SIR, – It was with great sadness that we recently heard of the passing of Donnie Ross. He will be a huge loss to the whole rural community of the Highlands.

However, I think we gave him a really good send off in a very unique, but fitting funeral service. I can honestly say I have never carried a coffin out to a hill before, but if anybody deserved this it was Big Donnie.

The family and the funeral directors have to be commended for organising such a special send off for him and many well respected people and personalities from many walks of life were there to see him off. In fact, hundreds of them on the hillside above his home at Lealt Farm, Kingussie.

Everybody I know loved and respected this great hill man!

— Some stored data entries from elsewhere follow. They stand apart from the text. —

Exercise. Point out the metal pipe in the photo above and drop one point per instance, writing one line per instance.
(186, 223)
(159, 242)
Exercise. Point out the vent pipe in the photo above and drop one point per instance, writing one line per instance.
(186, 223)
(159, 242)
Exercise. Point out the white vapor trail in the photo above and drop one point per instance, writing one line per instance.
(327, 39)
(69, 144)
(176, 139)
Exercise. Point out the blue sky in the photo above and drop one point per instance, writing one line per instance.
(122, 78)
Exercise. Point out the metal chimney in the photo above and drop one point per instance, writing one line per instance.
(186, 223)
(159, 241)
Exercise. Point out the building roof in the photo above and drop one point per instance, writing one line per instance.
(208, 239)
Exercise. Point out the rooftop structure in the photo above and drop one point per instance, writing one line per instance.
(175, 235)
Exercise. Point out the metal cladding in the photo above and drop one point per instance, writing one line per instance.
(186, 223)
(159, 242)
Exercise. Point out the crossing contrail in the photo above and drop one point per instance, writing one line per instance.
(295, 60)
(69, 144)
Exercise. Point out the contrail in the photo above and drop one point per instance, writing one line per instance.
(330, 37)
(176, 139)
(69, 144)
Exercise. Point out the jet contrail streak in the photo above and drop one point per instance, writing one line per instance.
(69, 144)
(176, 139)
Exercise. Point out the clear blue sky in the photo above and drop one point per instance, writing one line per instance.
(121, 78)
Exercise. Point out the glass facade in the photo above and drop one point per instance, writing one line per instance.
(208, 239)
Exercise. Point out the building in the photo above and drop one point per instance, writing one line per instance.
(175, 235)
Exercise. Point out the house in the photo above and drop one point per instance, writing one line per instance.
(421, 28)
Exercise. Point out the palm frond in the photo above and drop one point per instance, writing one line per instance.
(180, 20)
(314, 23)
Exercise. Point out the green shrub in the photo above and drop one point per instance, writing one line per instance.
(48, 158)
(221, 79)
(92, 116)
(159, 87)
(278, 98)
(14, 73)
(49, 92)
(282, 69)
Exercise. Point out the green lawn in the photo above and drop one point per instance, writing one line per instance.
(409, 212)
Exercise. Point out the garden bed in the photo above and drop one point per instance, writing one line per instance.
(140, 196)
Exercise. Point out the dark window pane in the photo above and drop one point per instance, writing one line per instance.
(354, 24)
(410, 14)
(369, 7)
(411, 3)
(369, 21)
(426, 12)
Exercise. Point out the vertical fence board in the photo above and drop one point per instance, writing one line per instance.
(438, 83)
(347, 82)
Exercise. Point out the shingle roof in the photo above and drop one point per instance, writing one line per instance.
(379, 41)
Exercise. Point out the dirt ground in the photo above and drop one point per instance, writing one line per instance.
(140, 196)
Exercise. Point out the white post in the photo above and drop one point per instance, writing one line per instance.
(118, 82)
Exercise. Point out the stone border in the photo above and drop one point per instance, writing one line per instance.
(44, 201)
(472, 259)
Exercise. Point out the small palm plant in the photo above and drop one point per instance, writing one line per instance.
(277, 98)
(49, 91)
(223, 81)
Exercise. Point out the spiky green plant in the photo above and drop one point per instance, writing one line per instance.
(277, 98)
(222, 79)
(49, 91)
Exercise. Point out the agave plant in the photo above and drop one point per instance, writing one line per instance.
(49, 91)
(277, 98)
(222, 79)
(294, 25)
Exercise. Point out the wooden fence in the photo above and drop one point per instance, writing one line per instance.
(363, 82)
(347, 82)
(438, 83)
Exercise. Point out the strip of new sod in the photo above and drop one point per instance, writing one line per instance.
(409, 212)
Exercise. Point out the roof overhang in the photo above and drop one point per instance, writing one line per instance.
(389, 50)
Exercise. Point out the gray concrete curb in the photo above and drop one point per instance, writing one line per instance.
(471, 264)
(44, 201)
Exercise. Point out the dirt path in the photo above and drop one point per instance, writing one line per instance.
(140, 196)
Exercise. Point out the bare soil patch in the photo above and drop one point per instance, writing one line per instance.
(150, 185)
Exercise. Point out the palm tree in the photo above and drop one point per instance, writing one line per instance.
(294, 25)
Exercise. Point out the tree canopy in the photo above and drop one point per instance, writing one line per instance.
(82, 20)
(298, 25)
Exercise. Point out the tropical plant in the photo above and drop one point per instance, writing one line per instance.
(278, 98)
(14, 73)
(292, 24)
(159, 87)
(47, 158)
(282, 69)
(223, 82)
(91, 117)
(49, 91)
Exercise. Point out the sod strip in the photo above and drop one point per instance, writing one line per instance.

He always had time to talk to people and his stories were amazing and so educational. He was a great mentor to me and many others interested in the hills and grazing of traditional livestock.

I know the one thing that I will really miss though is looking forward to the next letter in the press from ‘DW Ross, of Lealt, Ross-shire’.

His letters were from the heart and as honest as anything I have read in print ever. His passion for a way of life that sadly seems to be disappearing and respect and enthusiasm for the cultural heritage of the hill men of the Highlands was well appreciated in many circles.

I just wish that more people in conservation, environmental and agricultural bodies would come out from behind their desks and talk more to people like Donnie, although they will need to be quick as they are getting thinner and thinner on the ground.

Then they might learn, firstly, what is practical and what works and how it can be achieved, but secondly to look at our historic use of the hills and the numbers of people that lived there and remember it was a highly managed landscape that has created what we have today.

We do not want the use of our hills to change too much from what they used to be used for, especially for the production of beef, mutton and venison.

The day will come with global populations and greenhouse gases and carbon footprints when we will be looking to our hills again to feed us – when we suddenly realise that we can’t buy lamb in New Zealand and ship it to the other side if the world. It is, after all, morally wrong to burn all those hydrocarbons!